How are you using BIS? BIS is offsite, and the devices don't touch Exchange. I would speculate that unless you have forwarding enabled on their mailboxes to go to their BIS SMTP address, you're out of luck unless you go dredging through IIS logs, which, even then, probably wouldn't provide everything you need.
Pat RichardMVP Plan for performance, and capacity takes care of itself. Plan for capacity, and suffer poor performance.
You can add an exchange address to BIS. You have to set it up through the web interface bis.eu.blackberry.com etc. BIS then uses OWA to get the emails and forwards them to the device.
"Anything that’s invented between when you’re fifteen and thirty-five is new and exciting and revolutionary, and you can probably get a career in it.
Anything invented after you’re thirty-five is against the natural order of things."
Right.
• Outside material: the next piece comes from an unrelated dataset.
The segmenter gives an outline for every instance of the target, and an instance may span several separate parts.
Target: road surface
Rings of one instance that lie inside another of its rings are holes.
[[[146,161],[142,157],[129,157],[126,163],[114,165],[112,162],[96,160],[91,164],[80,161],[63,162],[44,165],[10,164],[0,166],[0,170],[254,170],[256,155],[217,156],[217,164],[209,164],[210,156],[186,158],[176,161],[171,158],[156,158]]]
Like biglebowski mentions, BIS connects to OWA - the devices don't.
A better solution would be to use a third party solution that lets Blackberry devices connect via ActiveSync. MUCH MUCH MUCH lower disk I/O on your server.
Pat RichardMVP Plan for performance, and capacity takes care of itself. Plan for capacity, and suffer poor performance.
the problem is most of our 250 users are not allowed to use their personal blackberries to get their mail. But they are not fessing up to who they are - so I am hunting them.
Block BIS access at the firewall if NO ONE is supposed to be using them. I've done that before. Somewhere on the Blackberry site is a list of their server IPs.
For what it's worth, BIS/BES introduces a gain in IOPS of 3-7 times what a non-mobile or EAS equipped mailbox uses.
Pat RichardMVP Plan for performance, and capacity takes care of itself. Plan for capacity, and suffer poor performance.